A collection of linked vignettes describes life on Cannery Row. It is depicted as an impoverished area inhabited by a motley band of people who have experienced failures, but somehow have found their niche among strangely kindred souls. Doc and Suzy do not quite fit in, but are accepted. Mack and the boys gather frogs and sell them to give a surprise party for Doc, which turns into a brawl and breaks the tank housing Doc's octopus collection.

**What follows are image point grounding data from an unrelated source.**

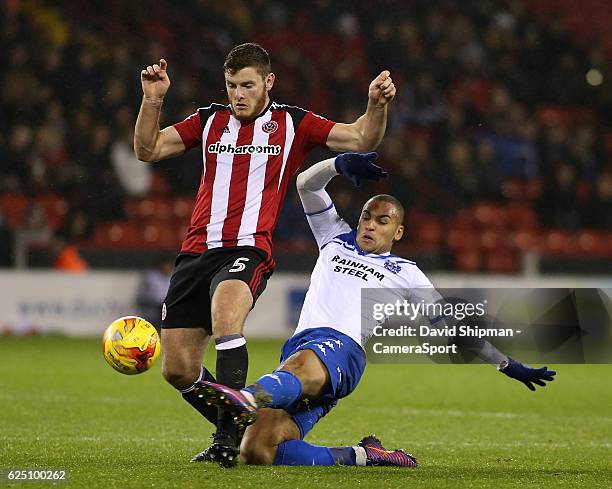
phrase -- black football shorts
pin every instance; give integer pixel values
(196, 276)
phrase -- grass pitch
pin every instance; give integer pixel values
(469, 426)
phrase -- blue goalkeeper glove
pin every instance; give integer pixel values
(526, 374)
(356, 166)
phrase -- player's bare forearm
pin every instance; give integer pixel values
(146, 132)
(366, 133)
(372, 126)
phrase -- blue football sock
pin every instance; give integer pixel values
(277, 390)
(299, 452)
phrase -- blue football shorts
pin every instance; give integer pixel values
(345, 361)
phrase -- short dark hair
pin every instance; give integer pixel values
(246, 55)
(395, 202)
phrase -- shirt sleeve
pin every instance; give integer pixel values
(316, 130)
(190, 130)
(326, 224)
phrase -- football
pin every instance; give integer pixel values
(131, 345)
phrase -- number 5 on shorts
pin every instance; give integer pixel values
(238, 265)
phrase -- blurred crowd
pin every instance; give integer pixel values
(486, 97)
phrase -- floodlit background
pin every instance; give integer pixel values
(499, 141)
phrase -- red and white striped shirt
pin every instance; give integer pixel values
(247, 170)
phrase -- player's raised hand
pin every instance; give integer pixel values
(382, 89)
(528, 375)
(155, 81)
(356, 166)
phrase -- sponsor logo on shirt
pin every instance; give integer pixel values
(392, 267)
(269, 127)
(266, 149)
(356, 269)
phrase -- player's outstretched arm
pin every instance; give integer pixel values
(527, 375)
(318, 206)
(366, 133)
(311, 183)
(151, 144)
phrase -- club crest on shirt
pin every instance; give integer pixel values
(392, 267)
(269, 127)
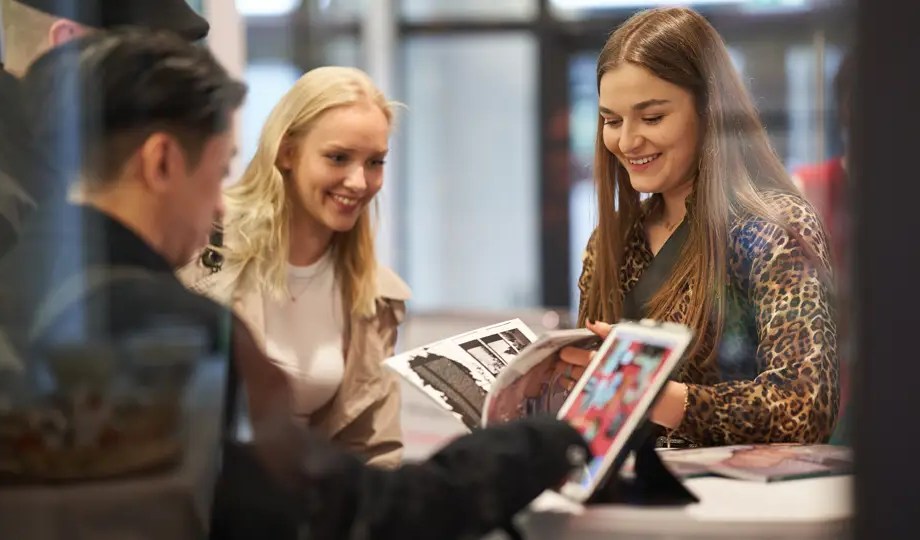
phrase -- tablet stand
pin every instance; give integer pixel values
(653, 484)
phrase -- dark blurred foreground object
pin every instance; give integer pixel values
(173, 15)
(26, 178)
(885, 193)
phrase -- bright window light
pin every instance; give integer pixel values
(262, 8)
(612, 4)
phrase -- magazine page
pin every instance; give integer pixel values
(458, 372)
(530, 384)
(426, 425)
(762, 462)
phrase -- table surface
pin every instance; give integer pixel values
(173, 504)
(807, 508)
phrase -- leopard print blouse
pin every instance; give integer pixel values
(775, 375)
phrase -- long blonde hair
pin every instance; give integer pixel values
(737, 165)
(258, 208)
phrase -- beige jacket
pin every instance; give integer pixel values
(364, 414)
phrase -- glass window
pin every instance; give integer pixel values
(470, 171)
(432, 10)
(268, 81)
(259, 8)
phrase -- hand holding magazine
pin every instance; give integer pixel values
(464, 374)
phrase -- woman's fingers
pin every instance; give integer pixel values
(576, 356)
(602, 329)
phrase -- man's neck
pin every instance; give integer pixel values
(126, 210)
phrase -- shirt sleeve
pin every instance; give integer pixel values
(794, 397)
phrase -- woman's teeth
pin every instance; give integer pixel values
(347, 201)
(644, 160)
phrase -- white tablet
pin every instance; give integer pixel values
(615, 393)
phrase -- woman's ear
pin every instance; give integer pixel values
(64, 30)
(287, 154)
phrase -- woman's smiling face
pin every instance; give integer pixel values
(651, 126)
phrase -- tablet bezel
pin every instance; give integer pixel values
(677, 337)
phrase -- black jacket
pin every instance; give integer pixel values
(289, 483)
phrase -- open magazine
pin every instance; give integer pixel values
(472, 375)
(760, 462)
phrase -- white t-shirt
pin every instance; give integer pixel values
(304, 331)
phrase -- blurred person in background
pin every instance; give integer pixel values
(31, 27)
(154, 121)
(297, 259)
(825, 185)
(725, 244)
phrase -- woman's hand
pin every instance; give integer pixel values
(574, 360)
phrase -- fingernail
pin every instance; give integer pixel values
(576, 456)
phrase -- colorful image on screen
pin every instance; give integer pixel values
(612, 392)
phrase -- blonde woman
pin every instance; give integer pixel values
(297, 261)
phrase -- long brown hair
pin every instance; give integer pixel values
(736, 165)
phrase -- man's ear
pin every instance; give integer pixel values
(160, 161)
(64, 30)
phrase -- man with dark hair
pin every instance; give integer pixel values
(31, 27)
(154, 120)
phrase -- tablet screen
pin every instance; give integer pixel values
(616, 391)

To make amends, they decide to gift him with a microscope, but mistakenly purchase a telescope.

A deeper mystery revolves around why Doc stays in Cannery Row. Suzy discovers that Doc was once a professional baseball pitcher but quit. Another character, Maxie Baker - known locally as "The Seer" - spends his days playing his trumpet on the beach. He depends on the gifts that mysteriously appear, such as groceries. Suzy eventually learns that the Seer is a former baseball player whom Doc injured with a pitch to the head; Doc has been looking after him. Doc and Suzy ultimately find love.

==Cast==
- Nick Nolte as Doc Eddie Daniels
- Debra Winger as Suzy DeSoto
- Audra Lindley as Fauna Flood
- M. Emmet Walsh as Mack
- Tom Mahoney as Hughie
- John Malloy as Jones
- James Keane as Eddie
- Sunshine Parker as Maxie "The Seer" Baker
- Rosanna DeSoto as Ellen Sedgewick
- Frank McRae as Hazel
- Santos Morales as Joseph and Mary Rivas
- Anne Lockhart as Barmaid
- John Huston as Narrator
- Kathleen Doyle as Violet

==Production==
Otto Preminger was going to make a film version of the novel from a script by Wendell Mayes but the projected ended after difficulties over the rights.

Raquel Welch was originally cast as Suzy DeSoto but was fired after the first few days of production and replaced by actress Debra Winger, who was 15 years her junior. Welch sued the filmmakers for breach of contract. In the case, MGM claimed Welch was fired for being a "temperamental actress" whose behavior caused the film to go overbudget. She insisted on doing her hair and make-up at home, and would refuse to co-operate with the director David S. Ward or producers unless she got her own way, thus breaching her $250,000 pay or play contract herself. Welch won the case, and was awarded a reported settlement of $10.8 million in court in 1986. The judgement was upheld at an appeal in 1990, but the whole affair tarnished Welch's reputation in Hollywood. After launching her lawsuit, Welch was never offered another starring role in a major motion picture again. Second unit filming took place in San Diego, California.

==Reception==
===Critical reception===
In his two-and-a-half star review, Chicago Sun-Times film critic Roger Ebert wrote of the film: "The movie is almost always good to look at, thanks to Richard MacDonald's sets (he linked together two giant sound stages) and Sven Nykvist's photography. And Nolte and Winger are almost able to make their relationship work, if only it didn't seem scripted out of old country songs and lonely hearts columns. It's tough to pull off a movie like this, in the semi-cynical 1980s (it would have been impossible in the truly cynical seventies). I guess we no longer believe in the essential heroism of the little guy, and in the proposition that anyone can succeed with a little luck." Vincent Canby of The New York Times dubbed the film "precious nonsense" and felt it was a poor adaptation of John Steinbeck's novels Cannery Row and Sweet Thursday. Variety praised Nolte and Winger's performance, but felt the material was not up to them.

Cannery Row holds a 75% rating on Rotten Tomatoes film review aggregator based on eight reviews by critics.

===MGM reaction===
MGM head of production David Begelman later said he should not have greenlit the film, saying it "was beyond the reach of the filmmaker to realize the wonderful, wonderful values he had in a brilliant script."